FRENTES DE SEGURIDAD VS TEJIDO SOCIAL DE PROTECCIÓN
Los ejércitos se necesitarán siempre en aquellas labores donde es requerida una fuerza grupal al servicio benévolo de la sociedad, una fuerza adiestrada en la construcción y no en la destrucción.
Por:
Guillermo Linero Montes

Cuando una población da vida a un ejército, lo hace siguiendo un principio elemental: asegurar la protección de cada uno de sus miembros. No obstante, un ejército no es necesariamente un conglomerado de personajes agresivos dispuestos a matarse contra otros –como lo fueron las invasiones mongolas en oriente y las guerras mundiales en occidente- sino una suma de cohabitantes dispuestos individualmente no sólo para defenderse de los otros con armas y escudos, sino además “para salvar al gato” que, siendo una acción sin complejidades letales en su ejecución, es de muy alto valor humanista.
Los ejércitos con vocación de guerreristas, los no constructores, fueron forjados por un hecho elemental: el miedo de algunos poderosos a enfrentar a quienes con violencia afectaban su política –los modos y maneras de vivir- y afectaban su economía –sus posibilidades de producir y subsistir- y, especialmente, el temor a perder el derecho a ser dueños de sus tierras.
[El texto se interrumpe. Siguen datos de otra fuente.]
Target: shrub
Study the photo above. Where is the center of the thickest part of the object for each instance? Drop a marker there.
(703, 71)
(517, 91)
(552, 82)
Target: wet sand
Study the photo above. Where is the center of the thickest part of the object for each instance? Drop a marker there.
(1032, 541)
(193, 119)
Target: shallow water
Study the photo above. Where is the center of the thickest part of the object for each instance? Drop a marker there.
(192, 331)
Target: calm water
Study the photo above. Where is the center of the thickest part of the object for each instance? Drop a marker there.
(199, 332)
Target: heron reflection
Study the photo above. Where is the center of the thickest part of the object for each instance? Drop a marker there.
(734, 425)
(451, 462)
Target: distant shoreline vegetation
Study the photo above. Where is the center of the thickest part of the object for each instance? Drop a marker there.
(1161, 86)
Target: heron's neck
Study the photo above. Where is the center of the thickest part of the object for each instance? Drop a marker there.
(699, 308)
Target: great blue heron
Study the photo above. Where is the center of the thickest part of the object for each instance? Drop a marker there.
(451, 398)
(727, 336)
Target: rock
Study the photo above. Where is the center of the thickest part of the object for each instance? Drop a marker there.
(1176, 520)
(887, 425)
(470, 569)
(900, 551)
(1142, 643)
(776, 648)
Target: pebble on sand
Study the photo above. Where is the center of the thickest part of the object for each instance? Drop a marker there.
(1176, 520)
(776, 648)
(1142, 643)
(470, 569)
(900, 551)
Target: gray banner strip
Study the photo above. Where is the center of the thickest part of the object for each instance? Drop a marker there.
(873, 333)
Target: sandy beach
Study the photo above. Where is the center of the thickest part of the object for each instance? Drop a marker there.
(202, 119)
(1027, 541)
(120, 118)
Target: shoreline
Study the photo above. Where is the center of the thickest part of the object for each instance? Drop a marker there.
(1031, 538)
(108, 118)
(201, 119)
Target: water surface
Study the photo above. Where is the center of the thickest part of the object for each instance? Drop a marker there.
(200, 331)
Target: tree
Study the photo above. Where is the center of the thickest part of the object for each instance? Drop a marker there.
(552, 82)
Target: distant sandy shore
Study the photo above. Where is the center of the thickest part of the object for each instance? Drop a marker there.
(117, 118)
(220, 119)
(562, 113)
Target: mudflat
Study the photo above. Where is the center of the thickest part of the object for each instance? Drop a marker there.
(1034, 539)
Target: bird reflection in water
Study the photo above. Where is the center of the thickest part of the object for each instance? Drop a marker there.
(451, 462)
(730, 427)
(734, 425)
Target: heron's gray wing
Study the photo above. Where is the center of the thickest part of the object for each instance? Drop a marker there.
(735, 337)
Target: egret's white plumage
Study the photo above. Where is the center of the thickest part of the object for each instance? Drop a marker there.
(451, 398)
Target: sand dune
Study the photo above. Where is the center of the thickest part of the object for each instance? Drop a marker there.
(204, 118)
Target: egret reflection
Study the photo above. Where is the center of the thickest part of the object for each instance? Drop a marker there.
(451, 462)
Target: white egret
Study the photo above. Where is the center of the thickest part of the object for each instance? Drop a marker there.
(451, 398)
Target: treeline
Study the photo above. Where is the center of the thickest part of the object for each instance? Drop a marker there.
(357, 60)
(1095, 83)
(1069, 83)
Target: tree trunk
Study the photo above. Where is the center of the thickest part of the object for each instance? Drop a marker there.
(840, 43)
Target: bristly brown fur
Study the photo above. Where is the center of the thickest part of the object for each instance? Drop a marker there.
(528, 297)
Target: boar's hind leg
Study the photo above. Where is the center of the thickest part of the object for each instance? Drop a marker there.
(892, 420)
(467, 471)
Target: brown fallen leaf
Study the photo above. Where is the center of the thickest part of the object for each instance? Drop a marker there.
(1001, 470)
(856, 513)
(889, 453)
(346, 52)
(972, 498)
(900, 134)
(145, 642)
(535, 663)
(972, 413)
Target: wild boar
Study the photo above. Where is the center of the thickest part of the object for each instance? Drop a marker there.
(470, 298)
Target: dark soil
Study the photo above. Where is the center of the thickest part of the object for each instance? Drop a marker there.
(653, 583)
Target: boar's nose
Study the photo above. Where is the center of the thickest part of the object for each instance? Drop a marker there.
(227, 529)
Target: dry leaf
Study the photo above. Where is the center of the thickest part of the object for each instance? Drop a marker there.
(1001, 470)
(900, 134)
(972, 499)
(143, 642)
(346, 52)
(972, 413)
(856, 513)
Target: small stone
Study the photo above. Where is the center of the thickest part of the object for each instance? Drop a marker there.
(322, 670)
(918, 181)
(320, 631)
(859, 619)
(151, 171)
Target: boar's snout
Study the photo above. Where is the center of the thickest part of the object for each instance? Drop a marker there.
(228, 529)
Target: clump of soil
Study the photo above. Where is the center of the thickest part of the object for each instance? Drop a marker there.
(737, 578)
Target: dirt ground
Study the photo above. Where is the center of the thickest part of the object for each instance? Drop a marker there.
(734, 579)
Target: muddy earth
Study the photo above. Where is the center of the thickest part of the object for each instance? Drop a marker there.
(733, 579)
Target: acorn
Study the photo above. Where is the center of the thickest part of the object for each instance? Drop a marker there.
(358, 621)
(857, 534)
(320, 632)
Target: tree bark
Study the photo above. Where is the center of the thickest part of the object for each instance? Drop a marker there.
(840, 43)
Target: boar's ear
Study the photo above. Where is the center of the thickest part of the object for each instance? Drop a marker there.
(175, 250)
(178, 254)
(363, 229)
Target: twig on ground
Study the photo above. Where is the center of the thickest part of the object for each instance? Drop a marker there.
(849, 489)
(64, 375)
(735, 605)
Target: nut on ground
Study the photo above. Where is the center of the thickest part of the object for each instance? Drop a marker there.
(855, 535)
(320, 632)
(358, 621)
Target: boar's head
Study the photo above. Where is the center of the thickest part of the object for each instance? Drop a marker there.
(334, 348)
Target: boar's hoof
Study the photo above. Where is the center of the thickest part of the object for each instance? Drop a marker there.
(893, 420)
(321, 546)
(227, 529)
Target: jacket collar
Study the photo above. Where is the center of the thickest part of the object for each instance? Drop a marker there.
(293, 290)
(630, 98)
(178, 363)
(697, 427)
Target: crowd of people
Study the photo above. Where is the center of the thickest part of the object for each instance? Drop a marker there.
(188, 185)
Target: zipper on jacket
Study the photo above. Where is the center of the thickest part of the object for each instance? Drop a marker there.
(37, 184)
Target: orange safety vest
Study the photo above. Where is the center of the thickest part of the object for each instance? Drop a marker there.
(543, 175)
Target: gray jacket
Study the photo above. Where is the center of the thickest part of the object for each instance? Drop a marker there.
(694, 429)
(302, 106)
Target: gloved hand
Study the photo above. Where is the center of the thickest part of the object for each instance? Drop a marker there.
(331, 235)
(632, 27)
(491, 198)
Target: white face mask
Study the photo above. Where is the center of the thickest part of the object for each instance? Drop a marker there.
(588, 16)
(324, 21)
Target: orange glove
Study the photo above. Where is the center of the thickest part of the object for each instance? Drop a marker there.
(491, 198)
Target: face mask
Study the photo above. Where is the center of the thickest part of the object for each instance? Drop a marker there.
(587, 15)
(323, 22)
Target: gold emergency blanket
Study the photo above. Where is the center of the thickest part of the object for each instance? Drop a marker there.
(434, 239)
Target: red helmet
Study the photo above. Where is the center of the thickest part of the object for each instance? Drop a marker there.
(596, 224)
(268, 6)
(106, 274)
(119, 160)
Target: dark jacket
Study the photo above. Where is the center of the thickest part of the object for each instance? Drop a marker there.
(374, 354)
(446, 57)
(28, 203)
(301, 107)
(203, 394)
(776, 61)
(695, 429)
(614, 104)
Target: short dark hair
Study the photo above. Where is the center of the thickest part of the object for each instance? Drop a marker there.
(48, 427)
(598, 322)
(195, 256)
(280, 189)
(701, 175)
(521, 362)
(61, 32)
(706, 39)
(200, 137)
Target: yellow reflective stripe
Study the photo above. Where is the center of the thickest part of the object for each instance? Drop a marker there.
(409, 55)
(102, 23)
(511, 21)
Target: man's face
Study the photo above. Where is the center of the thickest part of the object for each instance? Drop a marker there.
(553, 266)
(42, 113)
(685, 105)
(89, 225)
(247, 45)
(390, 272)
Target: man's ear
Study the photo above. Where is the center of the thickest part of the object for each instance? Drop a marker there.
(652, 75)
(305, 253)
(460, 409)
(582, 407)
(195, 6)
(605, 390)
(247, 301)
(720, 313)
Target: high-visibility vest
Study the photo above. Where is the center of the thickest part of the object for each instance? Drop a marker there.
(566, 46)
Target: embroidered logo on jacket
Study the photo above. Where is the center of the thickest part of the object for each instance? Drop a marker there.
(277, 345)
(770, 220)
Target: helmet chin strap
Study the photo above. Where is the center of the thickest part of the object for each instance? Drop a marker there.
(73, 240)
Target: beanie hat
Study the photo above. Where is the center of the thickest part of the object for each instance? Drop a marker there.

De hecho, en respuesta a esos eventos de miedo y tensión -los ocurridos en la etapa primigenia de la civilización -cuando ignorábamos que la educación en valores podría evitarlos- empezaron a configurarse los primeros grupos armados y, en consecuencia lógica, comenzaron por parejo los enfrentamientos entre ellos: las llamadas guerras.
Aquellos grupos de población, temerarios por haberse establecido a la topa tolondra, estaban muy ligados a los medios de la violencia; es decir, a la aplicación de políticas diversas -las de cada quien- y a la imposición de economías muy inequitativas por cuenta de estar basadas en la ley del más fuerte.